What stage is demographic momentum?
Momentum generally peaks somewhere between 1.4 and 1.6 for all developing-world populations, but this peak occurs around 1980 for the stage 4 countries and around 1995 for stage 3 countries.
What is demographic equation?
Definition: Demographic Equation. Demographic equation is the mathematical equation which helps determine the change in population over a period of time. It is the number of births minus deaths plus or minus the net migration.
What is migration in AP Human Geography?
AP Human Geography – Migration (Chapter 3) Flashcard. A type of migration that occurs on a short-term, repetitive, cyclical, or regular basis. A scattered population with a common origin in a smaller geographic area (ie. A function that represents the way that some entity or its influence decays with distance from its geographical location.
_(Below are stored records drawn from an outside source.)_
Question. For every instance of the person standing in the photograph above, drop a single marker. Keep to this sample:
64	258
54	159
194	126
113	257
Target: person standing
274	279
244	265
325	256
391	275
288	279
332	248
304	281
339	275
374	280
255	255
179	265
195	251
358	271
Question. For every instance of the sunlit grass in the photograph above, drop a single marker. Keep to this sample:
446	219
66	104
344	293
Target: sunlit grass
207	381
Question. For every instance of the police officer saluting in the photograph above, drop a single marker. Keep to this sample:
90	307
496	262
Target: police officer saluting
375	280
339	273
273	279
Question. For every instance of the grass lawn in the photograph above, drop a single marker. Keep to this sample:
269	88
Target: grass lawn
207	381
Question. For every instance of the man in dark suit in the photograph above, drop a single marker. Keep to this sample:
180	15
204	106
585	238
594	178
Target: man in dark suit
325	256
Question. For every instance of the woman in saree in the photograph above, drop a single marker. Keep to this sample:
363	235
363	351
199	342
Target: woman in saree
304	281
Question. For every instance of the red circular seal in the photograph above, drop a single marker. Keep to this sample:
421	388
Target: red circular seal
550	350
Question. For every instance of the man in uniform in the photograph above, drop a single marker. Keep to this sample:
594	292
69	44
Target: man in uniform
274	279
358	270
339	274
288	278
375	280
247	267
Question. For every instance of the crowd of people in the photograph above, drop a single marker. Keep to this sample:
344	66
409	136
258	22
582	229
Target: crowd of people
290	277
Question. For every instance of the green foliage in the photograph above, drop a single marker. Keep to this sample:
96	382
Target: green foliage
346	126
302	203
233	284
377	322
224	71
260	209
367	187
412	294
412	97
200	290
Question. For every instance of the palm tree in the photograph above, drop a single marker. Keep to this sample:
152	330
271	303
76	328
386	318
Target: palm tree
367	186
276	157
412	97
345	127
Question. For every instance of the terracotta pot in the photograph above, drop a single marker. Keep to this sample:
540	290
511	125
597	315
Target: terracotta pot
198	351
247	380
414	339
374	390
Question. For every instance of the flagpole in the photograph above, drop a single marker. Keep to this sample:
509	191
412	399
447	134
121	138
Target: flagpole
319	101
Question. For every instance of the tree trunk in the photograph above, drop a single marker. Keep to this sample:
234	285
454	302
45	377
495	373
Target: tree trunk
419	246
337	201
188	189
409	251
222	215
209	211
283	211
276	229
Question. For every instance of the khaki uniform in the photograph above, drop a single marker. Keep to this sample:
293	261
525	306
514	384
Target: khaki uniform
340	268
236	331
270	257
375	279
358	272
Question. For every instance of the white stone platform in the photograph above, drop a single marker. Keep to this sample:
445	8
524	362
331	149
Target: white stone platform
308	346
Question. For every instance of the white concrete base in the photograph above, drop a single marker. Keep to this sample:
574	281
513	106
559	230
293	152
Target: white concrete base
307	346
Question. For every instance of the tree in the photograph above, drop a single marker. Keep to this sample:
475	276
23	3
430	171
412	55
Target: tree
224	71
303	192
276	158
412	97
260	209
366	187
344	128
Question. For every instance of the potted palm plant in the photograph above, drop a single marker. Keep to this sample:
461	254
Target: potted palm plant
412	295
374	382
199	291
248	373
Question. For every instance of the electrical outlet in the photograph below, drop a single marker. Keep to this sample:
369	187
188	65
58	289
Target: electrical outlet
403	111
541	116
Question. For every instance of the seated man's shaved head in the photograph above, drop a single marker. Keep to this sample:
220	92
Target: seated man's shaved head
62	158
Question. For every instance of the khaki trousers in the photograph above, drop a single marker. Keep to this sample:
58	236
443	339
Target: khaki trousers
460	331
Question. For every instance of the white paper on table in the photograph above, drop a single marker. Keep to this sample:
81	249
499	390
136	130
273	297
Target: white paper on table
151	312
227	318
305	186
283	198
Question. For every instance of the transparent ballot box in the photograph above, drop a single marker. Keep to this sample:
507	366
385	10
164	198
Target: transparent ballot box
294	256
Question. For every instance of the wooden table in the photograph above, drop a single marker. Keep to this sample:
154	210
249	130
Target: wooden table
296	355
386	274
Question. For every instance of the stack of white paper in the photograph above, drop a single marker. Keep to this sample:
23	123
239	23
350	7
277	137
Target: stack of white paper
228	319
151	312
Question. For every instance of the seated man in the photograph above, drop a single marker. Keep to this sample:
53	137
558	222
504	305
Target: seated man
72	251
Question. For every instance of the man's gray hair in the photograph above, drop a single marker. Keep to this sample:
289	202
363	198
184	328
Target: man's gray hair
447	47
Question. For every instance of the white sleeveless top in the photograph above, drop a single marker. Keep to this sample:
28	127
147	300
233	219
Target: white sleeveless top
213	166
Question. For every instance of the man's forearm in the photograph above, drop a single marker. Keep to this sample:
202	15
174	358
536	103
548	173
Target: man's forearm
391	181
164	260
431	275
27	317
What is the formula for human population growth?
The increase in the number of people that reside within a state or country. The formula used to calculate growth is (death rate + emigration) (birth rate + immigration).
How does geography affect the population?
Of all the geographic influences on population distribution, climatic conditions are perhaps the most important. Climate affects population distribution both directly as well as indirectly through its effects on soil, vegetation and agriculture that have direct bearings on the pattern of population distribution.